Nonetheless, companies may find themselves in the crossfire of foreign governments attempting to destabilize entire nations or obtain secrets from their geopolitical rivals. With the common motives established, let’s take a deep dive into some of the most notorious cyber attacks in modern history.
While the ordinary person might have been more preoccupied with holding down steady employment amidst the tidal waves of layoffs, various companies were also forced to mitigate the virtual spaces of their infrastructure as well. Amazon Web Services (AWS), the cloud computing giant, was hit by a DDoS (denial-of-service) attack in 2020, which affected millions of users worldwide.
While the hackers’ progress into the company’s oyster was slowed down after three days, AWS’s 2020 attack exemplifies the need for proper DDoS detection and protection services for any modern business. The attack’s sheer size, its repercussions for AWS hosting clients’ potential revenue losses and the potential stain it could have on the brand’s reputation are considerable.
The Marriott Hotel company was fined £18.4 million by the UK’s data protection authority, the Information Commissioners’ Office (ICO), for a significant data breach that may have affected 339 million visitors. Names, passport information, contact information, and credit card information were all compromised, and close to seven million visitor records for persons in the UK were among those exposed.
Another security lapse on Marriott’s side allowed it to happen: the encryption keys were kept on the same server as the credit card details, which were saved in encrypted form. Beginning in 2014, the problem was not uncovered until 2018, which meant that hackers had access to all of Marriott’s guest logs for a total of four years.
Only publicized by the ride-sharing mammoth just six months ago, Uber acknowledged concealing a large data breach that occurred over six years ago. First reported by Bloomberg, the corporation neglected to inform the public and regulatory bodies of a breach that made the private information of 57 million users and drivers public. They even paid the aggressors $100,000 to cover the incident up.

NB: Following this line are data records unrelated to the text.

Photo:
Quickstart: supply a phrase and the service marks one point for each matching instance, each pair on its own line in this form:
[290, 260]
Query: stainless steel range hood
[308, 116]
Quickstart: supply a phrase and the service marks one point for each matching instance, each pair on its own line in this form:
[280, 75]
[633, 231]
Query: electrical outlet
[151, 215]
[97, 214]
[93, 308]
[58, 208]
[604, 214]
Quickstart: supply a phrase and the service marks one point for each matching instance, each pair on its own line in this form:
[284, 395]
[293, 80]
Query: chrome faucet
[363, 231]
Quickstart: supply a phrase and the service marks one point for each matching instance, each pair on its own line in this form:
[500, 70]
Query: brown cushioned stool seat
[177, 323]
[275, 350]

Hackers were able to access and copy a sizable amount of data related to Uber’s users and drivers. These included information on 600,000 driver’s licenses, by using stolen credentials to access a confidential source code repository and acquire a proprietary access key.

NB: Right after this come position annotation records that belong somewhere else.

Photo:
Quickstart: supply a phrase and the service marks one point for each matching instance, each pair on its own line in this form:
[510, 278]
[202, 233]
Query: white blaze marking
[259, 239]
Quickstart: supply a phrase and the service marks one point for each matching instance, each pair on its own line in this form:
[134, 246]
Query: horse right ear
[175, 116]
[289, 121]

In 2011, Sony disclosed that around 77 million customers’ names, addresses, and other personal information on its Playstation Network had been stolen. The breached data might have included sensitive information regarding children users as well.
To prevent further data breaches, gamer accounts were disabled and locked out of the network for a week. The information, which included names, residences, email addresses, usernames, passwords, security questions, and, in some circumstances, payment details, was accessed by what the console-making giant called an “illegal and unauthorized person”.
From cloud computing giants to videogame behemoths, there is no business, organization, or government that isn’t safe from cyber criminals in modern times. With technological progress in constant motion, today’s businesses need to stay ahead of the curve and prevent hackers from accessing their most sensitive customer information and company documents.